Mardi 9 novembre, Emmanuel Macron s'est adressé aux Français dans une allocution exceptionnellement longue puisqu'elle a duré 27 minutes. Aucun doute : c'était le premier discours de candidat du chef de l'Etat pour l'élection présidentielle 2022. Cela se voit à un point à la fois précis et technique : sa structure. 

Laissons de côté le premier quart de l’allocution, dans lequel Emmanuel Macron évoque la crise sanitaire, ainsi que le dernier quart, au cours duquel il évoque les grands enjeux politiques à venir. Concentrons-nous sur la partie centrale, au sein de laquelle il évoque son bilan et dresse des perspectives.

Une structure anaphorique

Un mot, en particulier, est souvent revenu. "Le travail continue donc d'être notre boussole, le fil rouge de notre action.

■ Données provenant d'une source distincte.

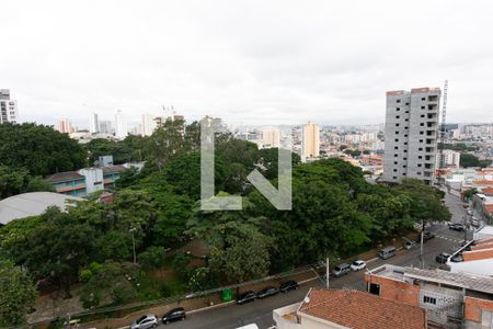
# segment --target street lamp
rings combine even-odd
[[[136,257],[136,254],[135,254],[135,236],[134,236],[134,232],[135,232],[136,230],[137,230],[137,229],[135,229],[134,227],[130,228],[130,232],[131,232],[131,246],[134,247],[134,264],[137,263],[137,257]]]

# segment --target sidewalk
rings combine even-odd
[[[295,281],[301,283],[301,282],[312,281],[317,277],[318,276],[314,273],[314,271],[307,271],[303,273],[296,273],[293,275],[287,275],[282,279],[273,279],[273,280],[262,282],[262,283],[246,285],[246,286],[243,286],[240,288],[240,293],[245,292],[245,291],[255,291],[256,292],[256,291],[261,291],[262,288],[264,288],[266,286],[271,286],[271,285],[278,286],[282,282],[287,281],[287,280],[295,280]],[[89,328],[98,328],[98,329],[124,328],[124,327],[130,326],[135,319],[138,319],[142,315],[153,314],[153,315],[157,315],[158,318],[160,318],[167,311],[169,311],[170,309],[175,308],[175,307],[183,307],[187,313],[195,313],[195,311],[200,311],[203,309],[208,309],[210,307],[228,306],[232,303],[234,303],[234,300],[221,303],[219,294],[216,293],[216,294],[211,294],[206,297],[195,297],[195,298],[180,300],[176,303],[157,305],[157,306],[150,307],[148,309],[130,313],[121,318],[106,318],[106,319],[102,319],[102,320],[94,320],[94,321],[81,324],[80,328],[87,328],[87,329],[89,329]]]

C'est par le travail et par plus de travail que nous pourrons préserver notre modèle social. C'est par le travail aussi que nous permettrons à nos aînés de vivre plus longtemps chez eux. C'est par le travail de tous que nous pourrons continuer de rendre notre Etat plus solide", a ainsi dit Emmanuel Macron. Le travail est donc l’enjeu et, même, la valeur qui sert de boussole à toute son action.

En terme rhétorique, cette construction du discours est une structure anaphorique. L’anaphore est la figure consistant à enchaîner des phrases qui commencent par la même formule. La structure anaphorique consiste en la même chose mais à l’échelle de tout un texte, dont chaque partie commence par la même formule. En somme, c’est une sorte de plan et il est très pratique. Cela permet en effet de donner une cohérence - ou, a minima, une apparence de cohérence - à ce qui ne serait, sinon, qu’une simple énumération de constats, d’idées ou de propositions.

Apporter une unité à des éléments disparates

C'est ce qu'a fait le président de la République et cela confinait d'ailleurs parfois à l'acrobatie. "C'est par le travail de tous enfin que nous pourrons bâtir notre indépendance énergétique. Nous vivons chaque jour les conséquences de la situation actuelle : le plein plus cher à la pompe, la facture de gaz et d'électricité qui augmente. Ce que nous vivons ces dernières semaines nécessite des réponses d'urgence", a expliqué le chef de l'Etat. Si l'on voit bien le lien qui unit travail et préservation de notre modèle social, le rapport entre le travail, l'indépendance énergétique et les prix à la pompe est, lui, plus ténu. Dans cette intervention, le travail est donc un grand slogan dans lequel toute l’action du gouvernement doit rentrer au chausse-pied.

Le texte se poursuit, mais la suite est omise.